HARTFORD, CT — In a much anticipated legal opinion, Connecticut Attorney General George Jepsen, said Monday there is a legal and financial risk to granting Connecticut’s two federally-recognized tribes exclusivity to open up a third casino.
The risk of a constitutional challenge and losing the more than $260 million in slot revenues the tribes currently share with the state is what’s at stake in a hotly contested debate over casino expansion.
If the tribes were given exclusivity, the risk to the state “while impossible to quantify with precision, are not insubstantial and cannot be mitigated with confidence,” Jepsen concluded in his 8-page letter to Gov. Dannel P. Malloy.
Jepsen pointed out that there is an increased likelihood if the state was taken to court, the court would reach the merits of constitutional questions about equal protection and the Commerce Clause.
Jepsen would be required to defend Connecticut on these constitutional challenges and believes defenses exist, but he said he can’t with any certainty predict the state would succeed in those arguments.
“We do believe that there are potentially meritorious defenses that we would be able to raise against these constitutional claims, including the special nature of state-tribal relationships permit special legislative treatment and require judicial deference,” Jepsen wrote. “However, the relative novelty of that legal issues such claims would represent makes it difficult to predict their outcome with confidence. We caution that the potential of equal protection or commerce clause challenges succeeding in this context is not at all insubstantial.”
MGM Resorts International, which is building a casino in Springfield, Mass. filed a lawsuit against the state two years ago claiming that it was violating the U.S. Constitution by allowing the Mashantucket Pequots and the Mohegan Tribal Nation form a joint business venture to negotiate the location of a third casino. A federal court judge ruled it was too soon to make the claim because Connecticut had not yet actually granted the tribes exclusivity to build a casino.
As the General Assembly contemplates allowing the tribes to move forward with a casino in East Windsor, MGM has been lobbying lawmakers to open up the bidding process for a new commercial casino.
MGM has raised the argument that giving the tribes the ability to build a casino off their reservations would require approval of the U.S. Interior Department, which oversees Indian Gaming Compacts.
That means the 25 percent revenue sharing agreement the tribes have with the state for slots could be altered.
There have been several developments since 2015 “but none completely resolves the concerns we previously expressed, namely that the Secretary’s review might extend to raising objections about the existing payment arrangements,” Jepsen wrote.
Jepsen pointed out that the Interior Department does not settle disputes regarding Indian gaming compacts. Those disputes are settled by the federal courts.

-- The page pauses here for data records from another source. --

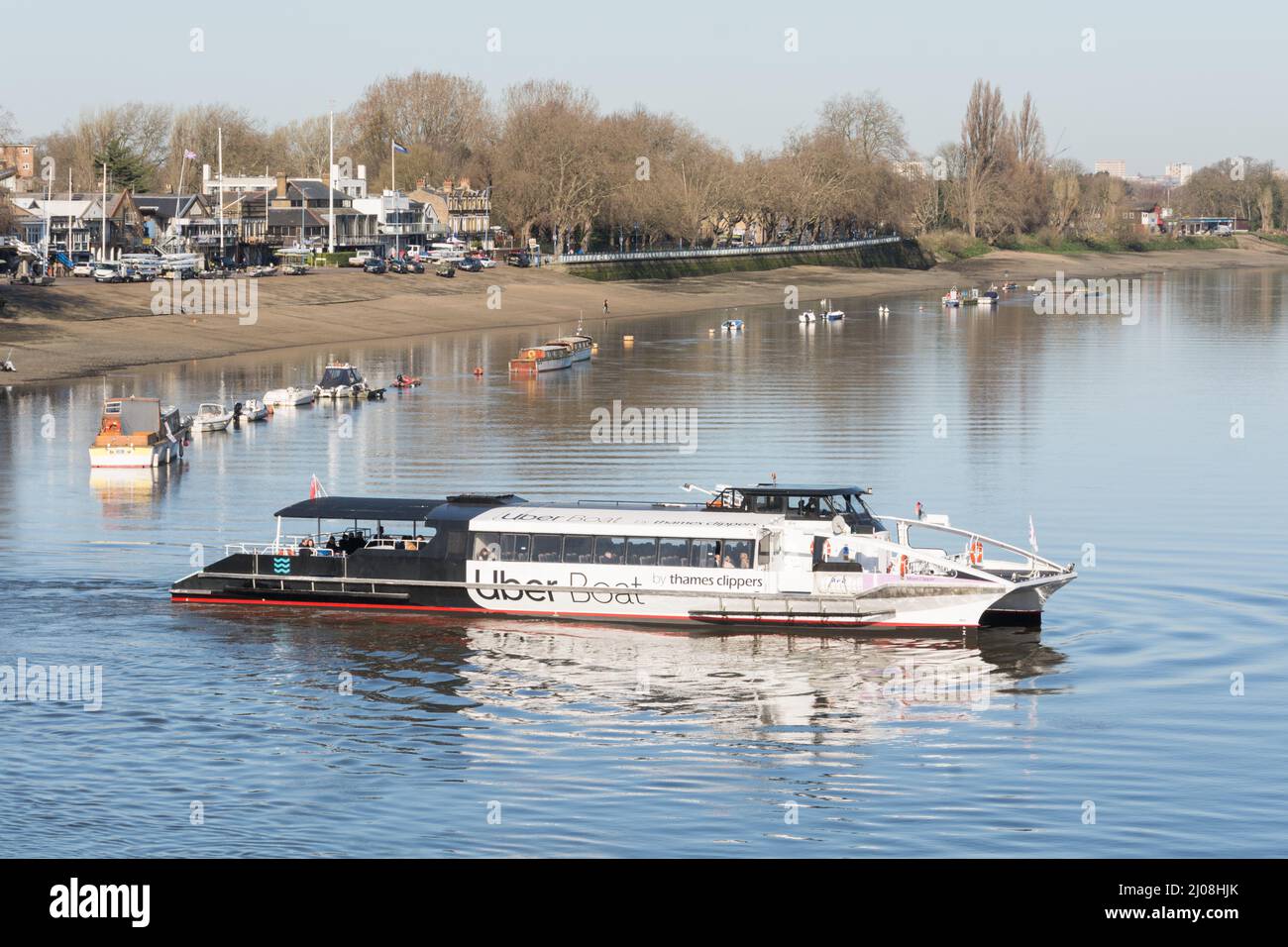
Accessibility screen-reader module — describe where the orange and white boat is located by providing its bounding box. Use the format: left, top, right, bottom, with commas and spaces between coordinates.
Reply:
89, 397, 192, 468
510, 343, 574, 374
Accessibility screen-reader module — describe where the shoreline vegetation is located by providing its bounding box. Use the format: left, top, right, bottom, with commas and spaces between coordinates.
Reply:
0, 237, 1288, 388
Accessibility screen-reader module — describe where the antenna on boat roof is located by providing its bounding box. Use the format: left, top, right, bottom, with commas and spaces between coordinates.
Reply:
682, 483, 718, 496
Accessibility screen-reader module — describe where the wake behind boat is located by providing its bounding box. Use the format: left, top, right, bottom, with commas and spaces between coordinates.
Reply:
171, 483, 1077, 630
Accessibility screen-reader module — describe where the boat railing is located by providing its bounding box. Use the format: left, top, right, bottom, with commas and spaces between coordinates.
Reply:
877, 514, 1068, 573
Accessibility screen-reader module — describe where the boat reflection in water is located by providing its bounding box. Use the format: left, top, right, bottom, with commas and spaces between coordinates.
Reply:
89, 462, 185, 517
186, 608, 1065, 745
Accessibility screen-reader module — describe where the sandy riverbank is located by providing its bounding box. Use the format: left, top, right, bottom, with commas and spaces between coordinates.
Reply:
0, 239, 1288, 384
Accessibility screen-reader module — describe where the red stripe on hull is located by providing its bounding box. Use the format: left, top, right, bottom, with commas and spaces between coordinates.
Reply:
170, 592, 979, 629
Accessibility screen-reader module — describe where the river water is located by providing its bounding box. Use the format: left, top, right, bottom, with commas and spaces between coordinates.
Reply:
0, 270, 1288, 857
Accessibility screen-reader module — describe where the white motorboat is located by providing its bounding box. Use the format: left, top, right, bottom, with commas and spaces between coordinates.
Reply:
171, 483, 1077, 634
233, 398, 268, 421
192, 401, 233, 434
265, 385, 313, 407
313, 362, 371, 401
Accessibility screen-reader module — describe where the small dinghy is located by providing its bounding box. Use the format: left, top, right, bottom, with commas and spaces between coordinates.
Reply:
233, 398, 268, 421
265, 385, 313, 407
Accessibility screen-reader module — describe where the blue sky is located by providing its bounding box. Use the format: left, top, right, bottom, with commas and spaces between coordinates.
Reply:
0, 0, 1288, 174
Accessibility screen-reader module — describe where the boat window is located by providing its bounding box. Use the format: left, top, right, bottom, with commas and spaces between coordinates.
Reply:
720, 540, 751, 570
471, 532, 501, 559
532, 533, 563, 562
657, 536, 690, 566
626, 537, 657, 566
690, 540, 720, 569
501, 532, 532, 562
595, 536, 626, 566
564, 536, 595, 563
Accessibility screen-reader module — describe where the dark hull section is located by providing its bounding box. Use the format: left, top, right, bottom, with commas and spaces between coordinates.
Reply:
170, 549, 476, 612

“We continue to believe that passing such legislation absent amendments to the Compacts and MOU’s poses serious risks to the State’s agreements with the Tribes,” Jepsen wrote.

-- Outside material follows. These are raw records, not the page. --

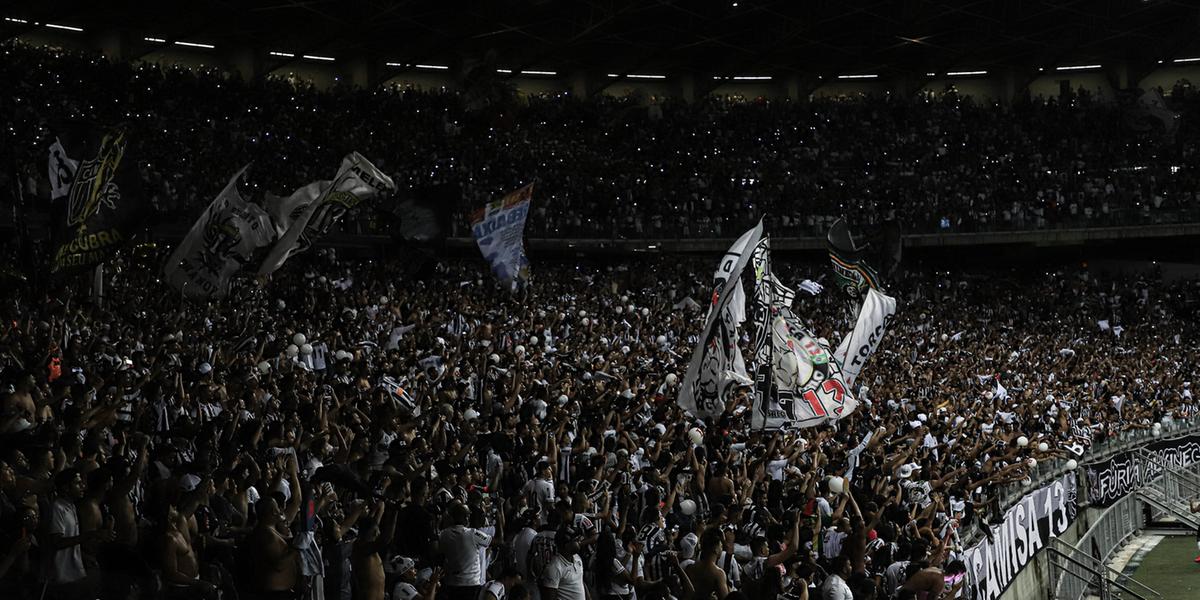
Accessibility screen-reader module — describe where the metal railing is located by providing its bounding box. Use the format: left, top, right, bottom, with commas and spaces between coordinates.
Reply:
1046, 539, 1163, 600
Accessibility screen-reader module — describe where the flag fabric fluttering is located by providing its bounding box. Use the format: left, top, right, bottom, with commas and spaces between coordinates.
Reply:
258, 152, 396, 275
163, 168, 275, 298
50, 127, 145, 272
678, 221, 762, 419
470, 184, 533, 286
47, 138, 79, 200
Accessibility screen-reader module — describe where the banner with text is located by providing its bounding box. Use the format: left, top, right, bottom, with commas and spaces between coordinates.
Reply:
470, 184, 533, 284
1086, 434, 1200, 506
961, 472, 1078, 600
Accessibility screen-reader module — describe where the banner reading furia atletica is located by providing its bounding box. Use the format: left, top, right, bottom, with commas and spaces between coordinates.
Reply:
960, 472, 1076, 600
1087, 434, 1200, 506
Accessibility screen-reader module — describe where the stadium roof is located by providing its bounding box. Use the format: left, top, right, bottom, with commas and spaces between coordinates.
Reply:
9, 0, 1200, 76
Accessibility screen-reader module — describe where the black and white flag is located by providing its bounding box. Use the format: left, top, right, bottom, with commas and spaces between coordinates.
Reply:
163, 168, 275, 298
678, 221, 762, 418
258, 152, 396, 275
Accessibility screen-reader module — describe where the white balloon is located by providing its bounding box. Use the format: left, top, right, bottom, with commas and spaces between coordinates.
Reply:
679, 500, 696, 516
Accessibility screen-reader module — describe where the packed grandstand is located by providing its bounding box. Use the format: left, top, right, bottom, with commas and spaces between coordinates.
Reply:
0, 23, 1200, 600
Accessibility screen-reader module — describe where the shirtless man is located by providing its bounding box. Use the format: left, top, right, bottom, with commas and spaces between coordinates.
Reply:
162, 505, 217, 599
250, 457, 300, 600
352, 500, 396, 600
107, 433, 150, 547
684, 528, 730, 600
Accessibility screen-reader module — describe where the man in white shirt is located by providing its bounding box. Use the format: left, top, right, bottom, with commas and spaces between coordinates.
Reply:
821, 557, 854, 600
47, 468, 112, 598
541, 527, 588, 600
479, 566, 521, 600
438, 503, 492, 600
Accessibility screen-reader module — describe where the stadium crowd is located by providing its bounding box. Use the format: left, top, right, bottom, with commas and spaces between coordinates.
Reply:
7, 43, 1200, 238
0, 244, 1200, 600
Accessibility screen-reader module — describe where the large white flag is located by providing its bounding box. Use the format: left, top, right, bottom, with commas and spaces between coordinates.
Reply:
163, 168, 275, 298
834, 288, 896, 385
48, 138, 79, 200
258, 152, 396, 275
678, 221, 762, 418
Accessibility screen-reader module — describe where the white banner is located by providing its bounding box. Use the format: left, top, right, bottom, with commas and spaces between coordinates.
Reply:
678, 221, 762, 418
470, 184, 533, 284
163, 168, 275, 298
960, 472, 1076, 600
833, 288, 896, 385
48, 138, 79, 200
258, 152, 396, 275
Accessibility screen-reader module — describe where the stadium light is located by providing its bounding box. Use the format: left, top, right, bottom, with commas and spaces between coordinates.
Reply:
42, 23, 83, 31
608, 73, 667, 79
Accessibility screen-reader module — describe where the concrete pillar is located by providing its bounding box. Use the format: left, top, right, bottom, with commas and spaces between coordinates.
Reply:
784, 74, 808, 102
1104, 60, 1138, 90
226, 47, 263, 82
566, 71, 593, 98
92, 29, 130, 61
679, 73, 696, 103
342, 54, 379, 90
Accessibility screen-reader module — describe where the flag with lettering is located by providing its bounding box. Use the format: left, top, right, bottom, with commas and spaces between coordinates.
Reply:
50, 127, 146, 272
677, 221, 762, 419
163, 168, 275, 298
258, 152, 396, 275
470, 184, 533, 284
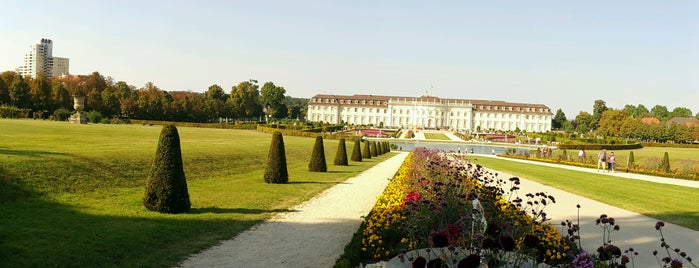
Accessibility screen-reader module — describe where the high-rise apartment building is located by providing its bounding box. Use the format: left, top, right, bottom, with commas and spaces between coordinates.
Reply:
17, 38, 70, 78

Jepsen said they agree with an attorney for the Mohegan Tribal Nation that it would be “highly unusual, if not unprecedented, for the Secretary, in the context of reviewing proposed amendments to affirmatively invalidate or modify existing payment arrangements not directly related to the terms of the proposed amendments.”
The opinion is not that much different from the opinion Jepsen issued lawmakers back in April 2015.
Uri Clinton, senior vice president at MGM, said Jepsen’s letter Monday “underscores” what he’s been telling lawmakers for two years.
“Connecticut risks hundreds of millions in annual revenue if it proceeds with a commercial casino – even if that casino is to be operated jointly by the two federally-recognized tribes,” Clinton said. “Connecticut cannot afford to take this and the other risks identified by Attorney General Jepsen, especially in the midst of budgetary shortfalls and economic uncertainty.”
He said the way to avoid the risk and possibly generate more revenue is to establish a competitive bidding process.
Andrew Doba, a spokesman for MMCT Venture, the business entity formed by the two tribes, said they appreciate the opinion, but it doesn’t address the actual pending legislation.
“The Senate bill makes the authorization of a casino expressly contingent upon BIA approval of the Tribes’ compact amendments, which should assuage concerns about losing the Tribes’ sharing of slot revenues,” Doba said.
“Moreover, we have heard from people who spent their careers working at the BIA that the proposed changes will not adversely impact anything.”
As far as MGM is concerned, Doba said ” they need to stop talking out of both sides of their mouth. The AG’s testimony made it absolutely clear that the MGM bill would immediately jeopardize slot revenue and their insistence to the contrary should call their credibility into question for any policy makers.”
The Public Safety and Security Committee has until Thursday to vote on two proposals. One that would give the tribes the exclusive right to build a casino and a second that would open up the bidding process to all commercial casino operators.
Senate Republican President Len Fasano, R-North Haven, said the issues raised by Jepsen “will be looked at closely by lawmakers in the coming weeks as discussions around the proposed legislation continue.”